A escasa distancia veía, en medio del primer rezo, apretujarse en la puerta a mujeres, hombres, niños y adolescentes con sus mejores mudas, como si estuvieran asistiendo a una gran fiesta. Reitero: ellos existen gracias a su generosidad. Hacían turno para verlo en su caja vestidos de domingo y así homenajearlo;  en vida era muy acicalado y le gustaba que la gente lo viera a su altura.

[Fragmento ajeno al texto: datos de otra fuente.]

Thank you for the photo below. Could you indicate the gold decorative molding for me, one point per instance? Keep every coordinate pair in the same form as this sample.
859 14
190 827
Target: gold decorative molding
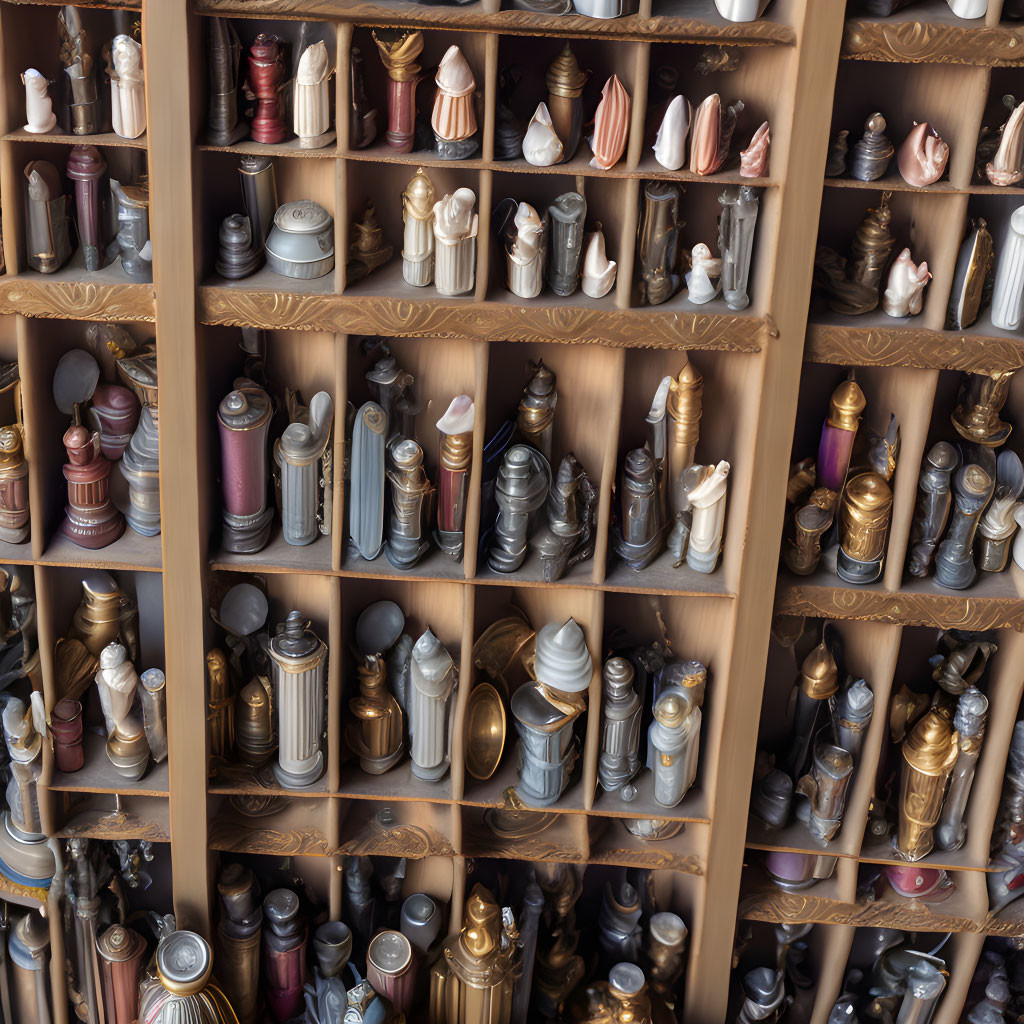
868 39
481 321
76 300
941 610
911 347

Después de todo, qué ganan con especular, acusar, calumniar, diciendo que lo matamos para quedarnos con sus bienes que, por el momento, a excepción de lo que hay en el subterráneo y que solo yo conozco, están en las manos de un albacea por disposición del Poder Ejecutivo. No sigan ensuciándonos, hablando atrocidades. La verdad concreta es la siguiente: el cuerpo de mi compadre duerme tranquilo en ese féretro, justo ahora, lo están enterrando. Dentro de poco será una que otra leyenda urbana, como polvo seremos cuando nos toque desaparecer.

Me enorgullece que la nueva generación del barrio se acerque a abrazarme como su principal doliente, y sí, lo soy, nadie puede arrebatarme ese derecho, aunque en el fondo esos otros crean que mi dolor es hipocresía.

Mientras tanto, el suelo, ese que lo echó a andar y lo convirtió en un ser distanciado de lo común, va borrando, dentro del hoyo, la última imagen física que me queda de Santo Roques, mi todo.  Tan amado, tal vez odiado, pronto, muy pronto, su alma cruzará del otro lado, lo sé porque veo su silueta desengancharse de la caja que la tierra va tragando.

Me dijo, en sueño, el lugar donde está la bóveda con su dinero y a cuántos debo de beneficiar. Fue un día antes de morir, parecía que estaba despidiéndose cuando se acostó conmigo vigoroso, joven, como antes. Empezó a manosearme, a secretearme, a darme nalgadas e instrucciones de cómo quería que lo velaran en su casa; y a reírse con cinismo en mi cara, reiterando, de forma juguetona, comprensible, amorosa y con voz regañona, la manera tan evidente en que, supuestamente, planificamos su muerte.